The same TTL mechanism has long applied to embedder sidecars (embedder_idle_ttl_seconds, default 60s); chat-model autokill brings the two surfaces under one timer.

Where it runs

hydra-llm targets Linux first (Debian, Ubuntu, Fedora, Arch, etc.) but the architecture is portable wherever Docker runs:

Linux: primary target. .deb for Debian/Ubuntu derivatives; the bash one-liner installer works on every distro with bash + Docker.
WSL2 on Windows: works. Run hydra-llm inside an Ubuntu WSL distro with Docker Desktop integrated, or with the native docker.io package inside the WSL distro itself. The Vulkan engine uses WSLg's GPU passthrough on supported hardware; otherwise the CPU engine is used. The KDE Plasma widget needs Plasma 6, so it does not apply on Windows desktops; the CLI works fully.
macOS: CLI runs under Docker Desktop. The Vulkan engine variant does not apply on Apple Silicon (use the CPU engine, which still benefits from Apple's accelerators inside Docker's HVF layer); model speeds are competitive on M-series Pro/Max chips.
Headless servers: the CLI is the only surface needed. The Plasma widget and other GUI hooks degrade gracefully; nothing blocks on a missing display.

Install

apt (Debian/Ubuntu, recommended). One line. Sets up the signed apt repo if not already added, refreshes the package index, and installs hydra-llm. Idempotent, safe to re-run:

sudo bash -c 'set -e; install -m 0755 -d /etc/apt/keyrings && curl -fsSL https://ra-yavuz.github.io/apt/pubkey.gpg -o /etc/apt/keyrings/ra-yavuz.gpg && echo "deb [arch=amd64,arm64 signed-by=/etc/apt/keyrings/ra-yavuz.gpg] https://ra-yavuz.github.io/apt stable main" > /etc/apt/sources.list.d/ra-yavuz.list && apt update && apt install -y hydra-llm'

On KDE, also install the panel widget: sudo apt update && sudo apt install hydra-llm-plasma. The sudo apt update step is required even if you already have the repo: without it apt will not see new packages or new versions.

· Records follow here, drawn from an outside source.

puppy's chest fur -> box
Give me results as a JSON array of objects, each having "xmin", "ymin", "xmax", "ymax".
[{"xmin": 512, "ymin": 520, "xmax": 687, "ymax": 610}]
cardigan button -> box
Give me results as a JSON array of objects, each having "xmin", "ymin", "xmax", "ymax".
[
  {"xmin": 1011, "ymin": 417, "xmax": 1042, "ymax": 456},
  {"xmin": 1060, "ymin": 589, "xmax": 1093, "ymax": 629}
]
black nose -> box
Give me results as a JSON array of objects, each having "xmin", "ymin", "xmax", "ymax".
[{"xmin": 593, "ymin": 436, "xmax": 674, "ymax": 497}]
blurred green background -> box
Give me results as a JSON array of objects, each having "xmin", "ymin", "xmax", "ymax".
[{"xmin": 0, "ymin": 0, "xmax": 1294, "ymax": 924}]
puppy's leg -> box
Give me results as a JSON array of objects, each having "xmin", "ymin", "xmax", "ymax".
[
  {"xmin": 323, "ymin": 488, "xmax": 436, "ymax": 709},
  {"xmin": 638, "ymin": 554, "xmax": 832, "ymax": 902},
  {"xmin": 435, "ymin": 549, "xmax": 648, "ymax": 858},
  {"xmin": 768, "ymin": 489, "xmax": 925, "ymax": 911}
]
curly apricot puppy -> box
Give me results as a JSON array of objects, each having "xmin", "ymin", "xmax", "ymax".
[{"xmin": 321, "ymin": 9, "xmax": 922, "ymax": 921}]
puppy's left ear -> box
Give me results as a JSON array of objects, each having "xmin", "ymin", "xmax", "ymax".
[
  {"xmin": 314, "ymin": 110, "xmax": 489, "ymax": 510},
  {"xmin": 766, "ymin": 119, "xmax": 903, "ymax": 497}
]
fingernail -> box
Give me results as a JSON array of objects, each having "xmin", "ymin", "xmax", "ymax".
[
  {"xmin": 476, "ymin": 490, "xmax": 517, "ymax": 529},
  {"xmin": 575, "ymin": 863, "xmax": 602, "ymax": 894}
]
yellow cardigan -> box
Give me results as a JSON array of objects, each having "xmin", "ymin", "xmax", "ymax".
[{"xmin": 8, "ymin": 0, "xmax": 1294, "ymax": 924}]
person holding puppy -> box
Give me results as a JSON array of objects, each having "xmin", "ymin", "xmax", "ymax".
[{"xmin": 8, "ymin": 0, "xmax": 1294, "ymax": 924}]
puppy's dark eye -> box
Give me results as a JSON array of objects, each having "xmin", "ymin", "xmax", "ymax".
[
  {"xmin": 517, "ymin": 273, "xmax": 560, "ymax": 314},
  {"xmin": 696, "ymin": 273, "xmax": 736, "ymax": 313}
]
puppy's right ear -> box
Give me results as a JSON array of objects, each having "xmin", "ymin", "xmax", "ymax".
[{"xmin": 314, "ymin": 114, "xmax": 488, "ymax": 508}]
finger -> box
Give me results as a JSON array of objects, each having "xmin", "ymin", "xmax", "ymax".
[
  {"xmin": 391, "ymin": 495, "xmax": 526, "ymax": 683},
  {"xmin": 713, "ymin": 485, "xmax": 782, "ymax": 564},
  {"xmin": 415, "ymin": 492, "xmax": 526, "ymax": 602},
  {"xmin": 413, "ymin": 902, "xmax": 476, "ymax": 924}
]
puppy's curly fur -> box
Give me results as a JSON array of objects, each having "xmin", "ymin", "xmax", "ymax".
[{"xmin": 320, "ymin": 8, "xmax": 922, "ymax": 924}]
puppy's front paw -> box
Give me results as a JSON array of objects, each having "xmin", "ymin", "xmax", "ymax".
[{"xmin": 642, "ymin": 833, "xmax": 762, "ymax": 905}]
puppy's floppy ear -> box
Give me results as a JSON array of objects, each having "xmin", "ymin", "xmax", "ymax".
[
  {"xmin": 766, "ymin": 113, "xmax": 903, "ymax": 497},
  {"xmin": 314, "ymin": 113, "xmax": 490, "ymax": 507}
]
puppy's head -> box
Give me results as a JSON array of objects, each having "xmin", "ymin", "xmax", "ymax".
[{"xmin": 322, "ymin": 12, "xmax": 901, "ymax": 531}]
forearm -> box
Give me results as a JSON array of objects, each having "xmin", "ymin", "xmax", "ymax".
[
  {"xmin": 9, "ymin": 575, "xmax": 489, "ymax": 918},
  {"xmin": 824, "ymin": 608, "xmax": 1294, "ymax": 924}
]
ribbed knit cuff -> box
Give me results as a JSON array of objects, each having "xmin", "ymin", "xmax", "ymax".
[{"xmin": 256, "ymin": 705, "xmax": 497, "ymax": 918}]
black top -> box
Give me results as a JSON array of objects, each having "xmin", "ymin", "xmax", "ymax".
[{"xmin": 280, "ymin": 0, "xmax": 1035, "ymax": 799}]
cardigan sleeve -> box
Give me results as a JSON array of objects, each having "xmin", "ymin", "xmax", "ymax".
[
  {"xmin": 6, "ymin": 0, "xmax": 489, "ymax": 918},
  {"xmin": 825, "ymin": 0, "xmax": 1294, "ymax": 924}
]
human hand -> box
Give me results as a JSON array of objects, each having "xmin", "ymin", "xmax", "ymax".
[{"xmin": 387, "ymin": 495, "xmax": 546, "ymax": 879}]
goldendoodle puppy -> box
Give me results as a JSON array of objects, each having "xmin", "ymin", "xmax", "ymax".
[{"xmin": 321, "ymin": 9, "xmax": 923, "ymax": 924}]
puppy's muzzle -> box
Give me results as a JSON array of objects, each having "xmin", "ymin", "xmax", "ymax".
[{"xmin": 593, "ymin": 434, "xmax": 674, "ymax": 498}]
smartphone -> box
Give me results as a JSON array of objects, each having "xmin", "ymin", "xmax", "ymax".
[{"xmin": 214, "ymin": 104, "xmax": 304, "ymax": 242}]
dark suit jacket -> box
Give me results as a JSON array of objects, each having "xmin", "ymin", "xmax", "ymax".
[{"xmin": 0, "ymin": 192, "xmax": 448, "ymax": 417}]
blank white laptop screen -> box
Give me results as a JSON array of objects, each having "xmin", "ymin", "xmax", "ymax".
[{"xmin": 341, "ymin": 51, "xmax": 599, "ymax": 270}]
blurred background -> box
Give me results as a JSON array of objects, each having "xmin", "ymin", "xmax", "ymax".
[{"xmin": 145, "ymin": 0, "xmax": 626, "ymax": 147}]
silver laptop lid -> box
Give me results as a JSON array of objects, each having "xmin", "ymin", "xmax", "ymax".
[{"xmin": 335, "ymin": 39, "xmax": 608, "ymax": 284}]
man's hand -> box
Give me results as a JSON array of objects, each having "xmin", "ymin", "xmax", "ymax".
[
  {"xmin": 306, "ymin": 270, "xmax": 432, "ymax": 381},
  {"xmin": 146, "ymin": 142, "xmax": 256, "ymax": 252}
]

Step by step (manual repo setup)

# 1. Trust the signing key
sudo install -d -m 0755 /etc/apt/keyrings
curl -fsSL https://ra-yavuz.github.io/apt/pubkey.gpg \
  | sudo tee /etc/apt/keyrings/ra-yavuz.gpg >/dev/null

# 2. Add the apt source
echo "deb [arch=amd64,arm64 signed-by=/etc/apt/keyrings/ra-yavuz.gpg] https://ra-yavuz.github.io/apt stable main" \
  | sudo tee /etc/apt/sources.list.d/ra-yavuz.list

# 3. Refresh the package index, then install
sudo apt update
sudo apt install hydra-llm hydra-llm-plasma   # plasma widget is optional

hydra-llm runs every model in a Docker container. If you do not have Docker yet: sudo apt install docker.io && sudo usermod -aG docker "$USER", then log out and back in.

One-liner (any distro with bash + Docker). Installs the CLI into ~/.local/bin, builds the engine image, downloads a starter model, runs a smoke test.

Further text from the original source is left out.